O resultado? Mulheres dedicam 17% menos horas às empresas que os homens, segundo pesquisa do Sebrae. “E o dia tem 24 horas para todo mundo. O que a gente faz com essas 24 horas é que faz a diferença na nossa vida. Mas, como eu vou me dedicar aos meus negócios se eu, culturalmente, estou sobrecarregada com as tarefas domésticas e com o cuidado com pessoas?”, questiona Renata.
A cultura está acima de todos nós
“É claro que as mulheres estão em toda parte. Mas eu quero ver mulher em cargo liderança, eu quero ver mulher mandando, quero ver mulher em cargo de poder. Mulher trabalhando sempre teve, agora, mulher mandando, será que tem? Por que não tem? Quais são as barreiras invisíveis?”. É com esse questionamento que Renata Malheiros traz as dificuldades de uma cultura que há tempos, coloca a mulher em desvantagem em diversos aspectos sociais.
Desde crianças, somos, todos, homens e mulheres, educados de acordo com o que a sociedade espera de meninos e meninas - expectativas essas, também, resultado da cultura. “É o ‘homem não chora’, é o ‘isso não é jeito de menina falar’, é dizer que meninas não são boas em matemática, por exemplo”, detalha.

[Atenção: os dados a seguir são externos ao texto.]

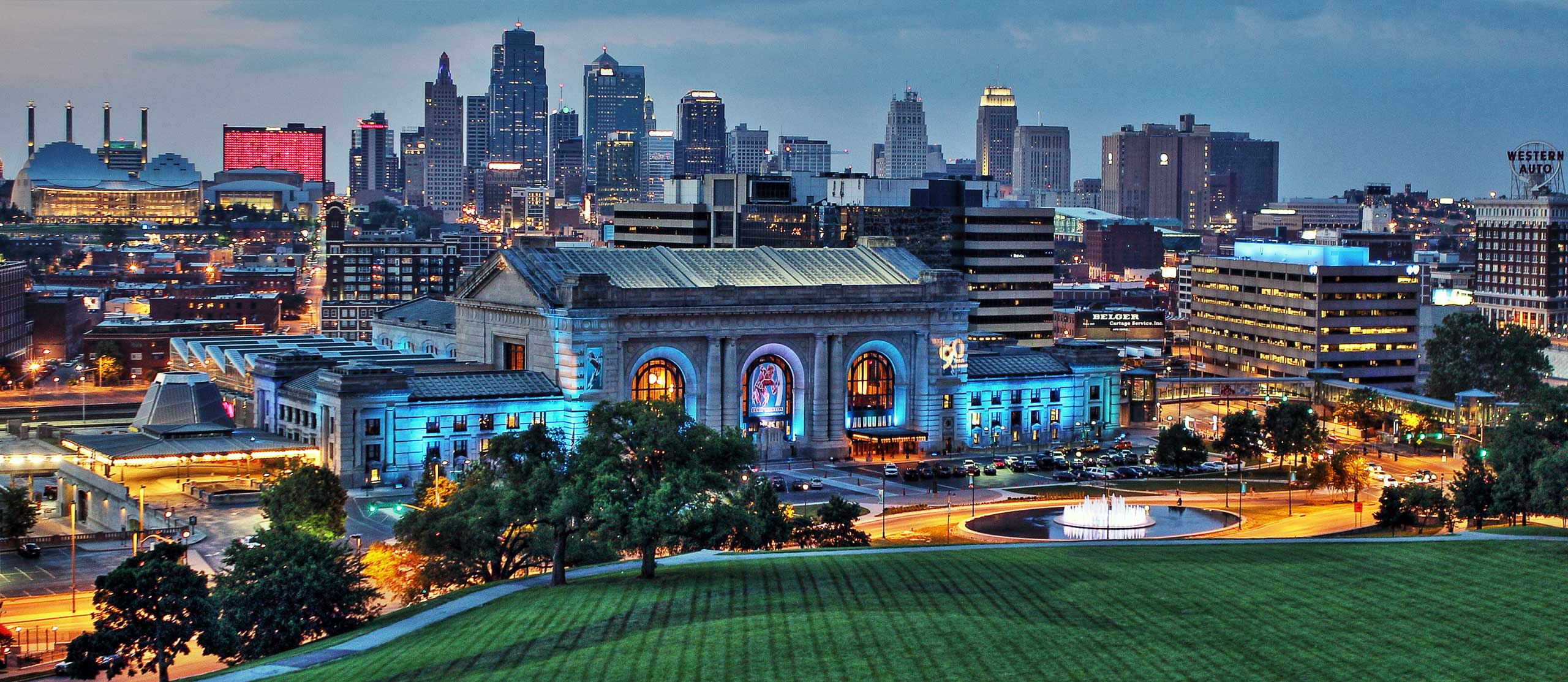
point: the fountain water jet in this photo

A experiência de entrar numa loja de brinquedos, por exemplo, ilustra como a socialização de meninos e meninas é diferente. Se, quando você procura um brinquedo para meninas, as opções oferecidas são casinhas, panelinhas, vassourinhas e bonecas, “você ensina a cuidar, a cozinhar, a dar amor. E isso é excelente! O problema é ensinar isso só para menina. Eu preciso de um homem adulto que também faça isso”, explica.
Da mesma forma, acontece com os brinquedos dos meninos. Ao oferecer carrinhos, jogos de tabuleiro, blocos de montar, super heróis, ensinamos “senso de abstração, velocidade, proatividade, raciocínio lógico, a agir com coragem. Excelente também! O problema é ensinar isso só para menino. Eu preciso que as mulheres tenham essas competências também”, esclarece Renata.
É a partir daí que surgem as chamadas crenças limitantes ou vieses inconscientes, que reverberam no comportamento de homens e mulheres quando adultos. “Esse é o X da questão: meninos e meninas recebem, da nossa própria criação, da nossa própria cultura, essas crenças. Tudo o que a gente aprende na infância fica muito enraizado”, pontua Renata.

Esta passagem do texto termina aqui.